I understand completely that ISPP devices work fine on laboratory benchtops here on Earth,  even at simulated Martian conditions.  So,  how good are the simulated Martian conditions?  That's only the first of several questions that come to mind,  derived from the school of hard knocks,  guys.  What we know to simulate about Martian conditions was not good enough for the design of Curiosity's wheels,  apparently. 

We might even get to try ISPP out in a couple of probes on Mars before we attempt to send men there.  That's a tiny handful of real site conditions.  But,  like the Apollo hatch and wiring,  we will NOT know that it works the same in all the different conditions in all the sites on Mars,  including where we might really want to send crews.  It'll be something idiotic like "angular dust particles that screws up the works in some ways that we just didn't anticipate".  We have already run into THAT with moondust. 

Take the supplies to function even if ISPP is a total failure.  If it works,  just accomplish more.  Same for all the other technologies-that-aren't-yet-well-proven,  such as the closed-loop ecology life support that still does not exist today.  And astronaut food that'll last 3 years in storage,  which still does not exist today.  And exercise regimes that stave-off microgravity disease for 3 full years,  which still do not exist today. 

GW

RobertDyck wrote:

GW Johnson: You're arguments sound like "Don't go into space at all. Ever!" That is what politicians will hear from this. You argued to test ISPP. Yes, testing is necessary. Dr. Zubrin didn't want any sort of robotic sample return mission, because he wanted humans to Mars. His focus was to argue with those who don't want any humans in space at all, ever. But my point was our experience with Apollo proved everything has to be thoroughly tested first. And since human lives will depend on ISPP, that has to be tested first. I was highly critical of NASA when they "forgot" about the Mars 2001 Lander. Someone converted it into Mars Phoenix by removing all engineering experiments in favour of more science. Both the radiation sensor and ISPP Precursor were removed. Curiosity has a radiation sensor, so that has been replaced. As you pointed out, the radiation sensor on Mars Odyssey, in orbit around Mars, is nice, but estimates of how much radiation the Mars atmosphere will block are just that, estimates. We needed ground truth. That's very valid, and the radiation sensor of Curiosity has replaced the one on the Mars 2001 Lander. However, the other experiment removed was the ISPP Precursor. It was supposed to collect CO2 from Mars atmosphere, so would test in actual Mars conditions, and convert that to oxygen. It wouldn't have the Sabatier Reactor, but would have the oxygen generator. ISPP requires both, but collection and purification of CO2 to feed the Sabatier was a critical step that would be tested by the ISPP Precursor. My point with Dr. Zurbin was we also need to test the entire system, end-to-end, on Mars. The best way to do that is a robotic Mars sample-return mission. As a technology demonstrator. And I pointed out that if done as something very simple, either with a collection arm like Viking or Phoenix, or a tiny rover like Sojourner, then the entire mission could fit within the budget of a Scout class mission. And it's critical to test this before committing human lives. This discussion with Dr. Zubrin was one-on-one in a hallway at a Mars Society convention. In the end I got him to grudgingly accept the idea of a robotic Mars sample-return mission, but only as a technology demonstrator for ISPP. But now you, Mr. Johnson, are arguing for testing. What? Isn't that what I said?

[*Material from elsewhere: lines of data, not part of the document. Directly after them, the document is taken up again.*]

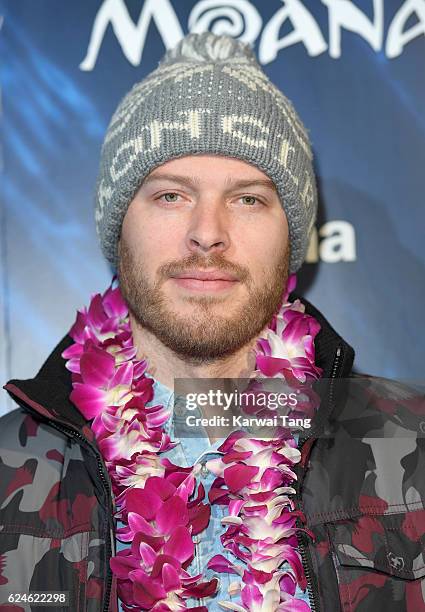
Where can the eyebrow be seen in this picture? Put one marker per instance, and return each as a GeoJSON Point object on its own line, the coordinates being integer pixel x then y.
{"type": "Point", "coordinates": [194, 182]}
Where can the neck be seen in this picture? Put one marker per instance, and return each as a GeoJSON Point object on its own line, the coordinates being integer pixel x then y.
{"type": "Point", "coordinates": [165, 365]}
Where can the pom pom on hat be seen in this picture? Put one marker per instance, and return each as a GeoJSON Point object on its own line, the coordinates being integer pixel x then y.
{"type": "Point", "coordinates": [207, 47]}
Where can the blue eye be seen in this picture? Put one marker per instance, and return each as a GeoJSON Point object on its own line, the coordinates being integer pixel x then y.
{"type": "Point", "coordinates": [252, 198]}
{"type": "Point", "coordinates": [170, 193]}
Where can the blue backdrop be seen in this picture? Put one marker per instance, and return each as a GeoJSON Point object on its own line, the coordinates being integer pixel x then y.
{"type": "Point", "coordinates": [355, 73]}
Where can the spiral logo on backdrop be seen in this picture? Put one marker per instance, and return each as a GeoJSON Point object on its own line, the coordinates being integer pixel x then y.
{"type": "Point", "coordinates": [335, 240]}
{"type": "Point", "coordinates": [241, 19]}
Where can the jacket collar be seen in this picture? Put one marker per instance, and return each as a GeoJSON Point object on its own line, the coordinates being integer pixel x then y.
{"type": "Point", "coordinates": [48, 392]}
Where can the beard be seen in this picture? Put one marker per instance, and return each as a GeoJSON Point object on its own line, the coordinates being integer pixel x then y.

Let's look at this. First was Dr. Zubrin's brass-board test in his workshop. That was funded by a NASA SBIR contract. Next we need a complete, full-scale, end-to-end test done in a ground lab test. Then we need ISPP Precursor on Mars. Then we need a robotic Mars sample-return mission. And finally, we need to send the ERV unmanned ahead of astronauts. Only when propellant tanks are completely full and ready to return to Earth do astronauts depart Earth. That's lots. What more do you want?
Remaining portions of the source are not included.